The runners were simply the batons screwed to the side 90mm apart to fit the draw fit snugly. The idea is to not have to buy extra stuff and make everything out of the batons and MDF.

The reason behind the daft looking baton and ugly hole at the back of my cabinet is that I tinkered with grooves on the front for opening the drawer but the effect I really wanted was to be concealed. So what happens is that the cabinet will be against a wall and so to open the drawer you push the cabinet back slightly (it's on wheels) and the baton forces the draw open a little. The keyboard/mouse won't be used that much after it's all configured so it's a little pain for a better look.

Another reason is that it means the cabinet is a couple of inches from the wall, allowing the heat/air out (the fans will be at the back).

Wednesday 3 October 2012

Day 11 - Taking Shape

Today I put the side on the workbenches, attached the roller wheeled floor, squared it all up and knocked a few screws in.

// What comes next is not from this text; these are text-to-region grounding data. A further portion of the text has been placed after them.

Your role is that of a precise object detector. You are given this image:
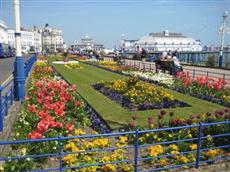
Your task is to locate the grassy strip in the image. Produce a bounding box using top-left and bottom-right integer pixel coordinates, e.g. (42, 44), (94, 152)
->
(51, 61), (225, 130)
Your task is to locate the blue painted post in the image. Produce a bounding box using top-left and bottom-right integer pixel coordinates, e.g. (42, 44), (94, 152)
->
(14, 56), (25, 101)
(134, 129), (139, 172)
(10, 87), (14, 105)
(0, 90), (2, 131)
(196, 122), (203, 169)
(58, 136), (63, 172)
(5, 95), (8, 116)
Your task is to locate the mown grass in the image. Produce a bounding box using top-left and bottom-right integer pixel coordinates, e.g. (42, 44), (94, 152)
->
(51, 60), (225, 130)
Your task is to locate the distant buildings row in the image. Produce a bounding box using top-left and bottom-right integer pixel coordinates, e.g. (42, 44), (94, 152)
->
(2, 19), (229, 54)
(0, 20), (64, 53)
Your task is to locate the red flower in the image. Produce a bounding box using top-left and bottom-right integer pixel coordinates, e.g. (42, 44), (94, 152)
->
(75, 100), (81, 107)
(28, 131), (43, 139)
(55, 122), (63, 128)
(66, 123), (74, 132)
(37, 120), (49, 133)
(28, 104), (36, 113)
(55, 108), (64, 117)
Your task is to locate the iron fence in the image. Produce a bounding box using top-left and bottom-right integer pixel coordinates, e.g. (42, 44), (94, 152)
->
(0, 54), (37, 132)
(0, 121), (229, 171)
(0, 77), (14, 131)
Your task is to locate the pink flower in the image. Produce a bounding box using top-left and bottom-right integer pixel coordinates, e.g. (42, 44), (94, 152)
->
(75, 100), (81, 107)
(66, 123), (74, 132)
(28, 104), (36, 113)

Quite pleased with the result.

If I went back in time I'd change a few things like bring out the marquee further (to allow bigger speakers) and give it more depth (it's about 15cm for the marquee), make it deeper (it looks a bit wide and slim) to look better proportioned and allow a deeper monitor. But I'm still happy with the results.

Tuesday 2 October 2012

Day 10 - Having a Wheelie Good Time

With the single piece of 630mm wide MDF (2.4m tall) I already had cut from when I bought the timber I cut out the base of the cabinet, the top half of the back (the bottom will be a hinged cupboard), the kick-plate and the front drawer.

This was exactly 2.4m (well, minus 5mm for the cuts) as after measuring the base, drawer and kick-plate what was left I made for the back of the cabinet, so the cupboard at the back to access the computer will be about 50cm.

After that I made the base. Attaching the batons first so they'd be flush and making attaching to the cabinet easier. The wheels I bought about 6 years ago for £2.40.

I put the two spinning ones for the back.